I'm not dismissing any of this. Nor am I arguing against the jack-of-all-trades approach. I am looking at it from an in world perspective and why Starfleet might go towards dedicated ships of specific jobs, rather than the other approach.

I think Shaw is protective and not willing to risk his crew unnecessarily, so he probably was a bit hyperbolic in his statements. Certainly the impact from the other ship seemed manageable so there is that. But, again, I see Starfleet approaching things differently in universe, even if I would do things differently.
 
  • Shaw is revealing more depths. He's not the two-dimensional asshole we thought he was at first. And I think his concern for the lives of his crew is very real.
If they go the predictable route and Vadic's surprise at Shaw being functional after severe trauma is connected with the Borg somehow, why in the galaxy did Starfleet assign a physically obvious ex-Borg to be his first officer? Why not just leave her on Stargazer where she was before?
 
I'm not dismissing any of this. Nor am I arguing against the jack-of-all-trades approach. I am looking at it from an in world perspective and why Starfleet might go towards dedicated ships of specific jobs, rather than the other approach.

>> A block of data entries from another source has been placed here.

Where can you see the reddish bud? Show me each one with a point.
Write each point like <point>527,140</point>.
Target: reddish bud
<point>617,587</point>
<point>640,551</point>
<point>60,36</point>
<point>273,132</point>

I think Shaw is protective and not willing to risk his crew unnecessarily, so he probably was a bit hyperbolic in his statements. Certainly the impact from the other ship seemed manageable so there is that. But, again, I see Starfleet approaching things differently in universe, even if I would do things differently.

I mean sure. We have classes like the Oberth which seem dedicated to planetary and stellar surveys. So it's not like there isn't precedent.
 
I mean sure. We have classes like the Oberth which seem dedicated to planetary and stellar surveys. So it's not like there isn't precedent.
I think the only reason Kruge's gunner even destroyed the Grissom was due to the cloaking device and the element of surprise. It might've gone differently in an, ahem, honorable fight.
 
Exactly. And Starfleet seems to have huge swings between dedicated craft and jack of all trades so I just wait and see.
I mean the Oberth class operated the same time with the Connie Refit and the Excelsior, even into the 24th Century, so maybe it's a bit of both. Specialized ships and multi-role vessels.